Form 8-K

 

 

UNITED STATES

SECURITIES AND EXCHANGE COMMISSION

Washington, D.C. 20549

 

 

FORM 8-K

 

 

CURRENT REPORT

PURSUANT TO SECTION 13 OR 15(d) OF THE SECURITIES EXCHANGE ACT OF 1934

Date of Report (Date of earliest event reported) June 29, 2009

 

 

PACER INTERNATIONAL, INC.

(Exact name of registrant as specified in its charter)

 

 

Commission file number 000-49828

 

Tennessee   62-0935669

(State or other jurisdiction

of incorporation)

 

(I.R.S. employer

identification no.)

2300 Clayton Road, Suite 1200

Concord, CA 94520

Telephone Number (877) 917-2237

 

 

Check the appropriate box below if the Form 8-K filing is intended to simultaneously satisfy the filing obligation of the registrant under any of the following provisions:

 

¨ Written communications pursuant to Rule 425 under the Securities Act (17 CFR 230.425)

 

¨ Soliciting material pursuant to Rule 14a-12 under the Exchange Act (17 CFR 240.14a-12)

 

¨ Pre-commencement communications pursuant to Rule 14d-2(b) under the Exchange Act (17 CFR 240.14d-2(b))

 

¨ Pre-commencement communications pursuant to Rule 13e-4(c) under the Exchange Act (17 CFR 240.13e-4(c))

 

 

 


Item 1.01. Entry into a Material Definitive Agreement.
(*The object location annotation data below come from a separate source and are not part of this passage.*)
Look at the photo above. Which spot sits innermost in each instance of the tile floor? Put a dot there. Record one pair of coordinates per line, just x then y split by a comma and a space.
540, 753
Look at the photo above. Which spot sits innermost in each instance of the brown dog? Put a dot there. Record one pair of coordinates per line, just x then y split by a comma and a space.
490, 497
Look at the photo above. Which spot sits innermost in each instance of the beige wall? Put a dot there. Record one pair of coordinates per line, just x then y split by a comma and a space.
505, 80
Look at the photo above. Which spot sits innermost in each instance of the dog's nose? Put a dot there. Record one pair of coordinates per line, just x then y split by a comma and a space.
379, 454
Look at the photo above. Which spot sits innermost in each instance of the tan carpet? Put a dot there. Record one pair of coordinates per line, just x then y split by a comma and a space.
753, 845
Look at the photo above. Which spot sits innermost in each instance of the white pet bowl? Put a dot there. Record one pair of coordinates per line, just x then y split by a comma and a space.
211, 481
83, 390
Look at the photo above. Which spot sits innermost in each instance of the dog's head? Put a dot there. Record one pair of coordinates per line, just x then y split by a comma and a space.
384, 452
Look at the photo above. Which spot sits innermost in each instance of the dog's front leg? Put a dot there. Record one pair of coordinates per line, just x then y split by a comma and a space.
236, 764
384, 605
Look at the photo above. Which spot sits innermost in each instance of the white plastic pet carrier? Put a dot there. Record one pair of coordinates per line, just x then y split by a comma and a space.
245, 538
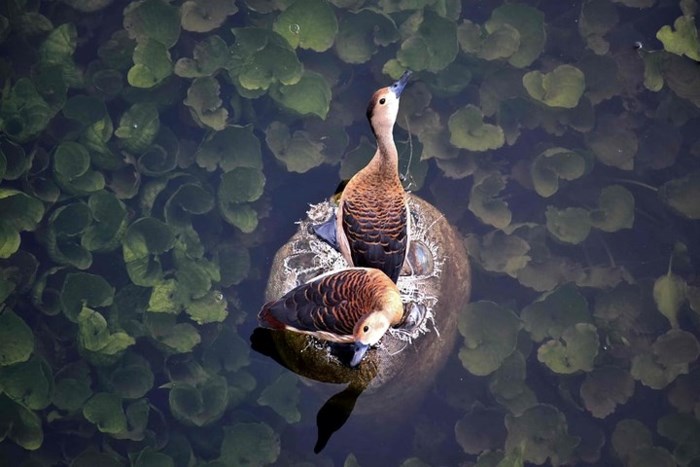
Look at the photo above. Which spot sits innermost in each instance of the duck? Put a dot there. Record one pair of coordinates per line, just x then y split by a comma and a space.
372, 220
354, 306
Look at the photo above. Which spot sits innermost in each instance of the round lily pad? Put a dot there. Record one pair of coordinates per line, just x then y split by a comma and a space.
282, 396
490, 335
249, 443
106, 412
309, 24
468, 130
569, 225
574, 351
682, 195
552, 165
206, 15
16, 339
310, 95
562, 87
615, 209
360, 33
554, 312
On June 29, 2009, Pacer International, Inc. (the “Company”) entered into a First Amendment and Waiver Agreement (the “First Amendment”) with respect to its Credit Agreement dated April 5, 2007 (the “2007 Credit Agreement”).

The First Amendment amends the 2007 Credit Agreement to, among other things, (1) waive compliance with the leverage covenant ratio with respect to the quarter ending June 30, 2009 for a period ending August 31, 2009, (2) reduce the facility from $250 million to $150 million, (3) increase the margin applicable to borrowings under the facility from a variable rate depending on the Company’s leverage ratio to a fixed margin of 3.25% per annum on base rate borrowings or 4.50% per annum on Eurodollar rate borrowings, (4) increase letter of credit fees to a fixed 4.50% per annum, (5) increase the commitment fees on the unused portion of the facility to a fixed .50% per annum, and (6) require the Company and its direct and indirect domestic subsidiaries to enter into agreements granting a first priority security interest in substantially all of the Company’s and its subsidiaries’ present and future personal property. The Company’s obligations under the 2007 Credit Agreement, as amended by the First Amendment, continue to be guaranteed by all of its direct and indirect domestic subsidiaries and secured by a pledge of all of the stock or other equity interests of its domestic subsidiaries and a portion of the stock or other equity interests of certain of its foreign subsidiaries.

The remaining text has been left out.